Thanks to this French president, NATO is meeting today in Brussels, and no longer in Paris
With both NATO’s headquarters in Evere and command in Casteau (Mons), the most important military decisions against Russia are made in the coming Belgian territory. And that is entirely coincidentally the result of an ego-burst of the French President Charles de Gaulle 60. Because until then NATO was based in France.
And by the way: that’s how the Northern treaty agreement organization ended up in Belgium. Thanks to the French. When NATO was founded on April 4, 1949, France — like eleven other countries, including the US, Great Britain and Belgium — had nevertheless sworn a solemn oath of allegiance to the much-discussed ‘Article 5’, which had already been much discussed in the confirmed days. In that from the NATO charter all (today already 30) members promise to assist each other militarily if one of them could be attacked. Even then, that mainly came from Russia, alias the USSR.
Because France was even more centrally located in NATO’s area of operations, a transfer was therefore made in 1952 from London to Paris. And since they may still be there today, then French president Charles De Gaulle should not have felt undervalued. He believed that France should have something to nod to the British and Americans within NATO, although the French also had many nuclear weapons at their disposal. And so our southern neighbors decided to withdraw militarily from the alliance in 1966 (which would last until 2009) and to remain only ‘political’ members.
Illegal Kotteries
This naturally clashed with the location of the headquarters in Paris, ending with other NATO countries deciding to set up their headquarters in the equally centrally located Brussels from 1967. But that had to go fast. So in just seven months a medley of Belgian, Dutch and German construction firms put together a new complex at the former airport of Haren-Evere. An ’emergency complex’, even because it was planned to move to a real new NATO headquarters on the Heysel plain five years later.

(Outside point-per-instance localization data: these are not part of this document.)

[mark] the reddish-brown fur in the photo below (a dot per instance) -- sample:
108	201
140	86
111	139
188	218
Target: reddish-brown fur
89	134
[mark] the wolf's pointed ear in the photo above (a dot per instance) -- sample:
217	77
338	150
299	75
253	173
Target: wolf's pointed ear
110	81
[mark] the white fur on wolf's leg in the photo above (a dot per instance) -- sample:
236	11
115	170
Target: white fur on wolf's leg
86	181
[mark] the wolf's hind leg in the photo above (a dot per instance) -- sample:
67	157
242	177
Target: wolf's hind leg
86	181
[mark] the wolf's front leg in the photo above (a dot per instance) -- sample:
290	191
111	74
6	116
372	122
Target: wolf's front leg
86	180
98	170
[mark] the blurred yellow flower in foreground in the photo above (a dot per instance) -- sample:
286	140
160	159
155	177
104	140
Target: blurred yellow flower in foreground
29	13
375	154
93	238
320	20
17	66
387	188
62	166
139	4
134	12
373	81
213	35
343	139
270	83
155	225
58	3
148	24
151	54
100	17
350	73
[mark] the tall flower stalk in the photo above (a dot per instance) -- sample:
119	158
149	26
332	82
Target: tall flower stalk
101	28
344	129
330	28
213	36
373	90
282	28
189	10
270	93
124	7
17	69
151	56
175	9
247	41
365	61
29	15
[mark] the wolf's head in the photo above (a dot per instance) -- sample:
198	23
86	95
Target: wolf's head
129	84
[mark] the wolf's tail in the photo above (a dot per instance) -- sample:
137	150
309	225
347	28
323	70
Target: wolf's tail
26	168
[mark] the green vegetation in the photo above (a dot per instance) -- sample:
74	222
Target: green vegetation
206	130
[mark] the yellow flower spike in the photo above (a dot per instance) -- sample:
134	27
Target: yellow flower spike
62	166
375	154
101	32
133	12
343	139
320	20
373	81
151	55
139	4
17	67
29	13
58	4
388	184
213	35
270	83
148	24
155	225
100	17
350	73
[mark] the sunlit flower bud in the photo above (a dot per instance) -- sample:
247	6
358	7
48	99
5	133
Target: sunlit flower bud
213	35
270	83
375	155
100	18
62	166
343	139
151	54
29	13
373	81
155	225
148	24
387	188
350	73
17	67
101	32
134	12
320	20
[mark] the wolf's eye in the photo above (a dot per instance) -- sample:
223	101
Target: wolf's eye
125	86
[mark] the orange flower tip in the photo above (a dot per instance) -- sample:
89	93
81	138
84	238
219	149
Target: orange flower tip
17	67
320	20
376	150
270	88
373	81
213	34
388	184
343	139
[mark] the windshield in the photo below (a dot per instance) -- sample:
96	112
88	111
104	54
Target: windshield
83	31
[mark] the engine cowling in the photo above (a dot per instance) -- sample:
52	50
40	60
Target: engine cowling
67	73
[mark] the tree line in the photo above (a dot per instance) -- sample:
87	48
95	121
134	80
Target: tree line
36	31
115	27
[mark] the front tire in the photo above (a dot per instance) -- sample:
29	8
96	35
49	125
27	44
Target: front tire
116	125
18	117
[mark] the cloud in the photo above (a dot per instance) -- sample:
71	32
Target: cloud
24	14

Only — you know how it goes with building plans in Belgium — it would remain a castle in the air in the Heysel and the ‘temporary’ building in Evere would ultimately remain in use for 50 (!) years. With the decades still a lot of prefab containers attached to it, because more new NATO members joined. So a bit of koterij à la belge. And deliberately illegally illegal: according to a deliberate rumor without a building permit and never regularized.
There is also an unusual reason for the location of the Supreme Headquarters Allied Powers Europe (SHAPE) — say NATO’s military battle center — in the Hainaut Casteau near Mons. That too had to submerge from France in 1966, but because the Belgian government did not want such a large military ‘target’ near Brussels, SHAPE was housed in an old army barracks in Casteau. In addition, we have economic growth by using that SHAPE presence.
Thousands of surveillance cameras
While the 700 military SHAPE employees are still in the armies in Casteau today, in 2017 the 4,200 diplomatic NATO employees were finally allowed to leave their houses behind and cross the Leopold III avenue to the new state-of-the-art headquarters. Price: 1.17 billion euros, of which the ticket itself pays around 45 million euros according to the distribution key.
Long before the war predilections, security proved to be paramount, with over a thousand surveillance cameras continuously monitored, a double fence full of sensors, and those windows that are explosion-proof. An underground air raid shelter? That possibility was previously formally denied by NATO. However, a few ‘safe rooms’ cannot be ruled out. It is also possible to communicate via an ultra-secure IT system with all military command centers of the 30 member NATO countries. Hopefully those lines of communication won’t be too red hot over the weeks.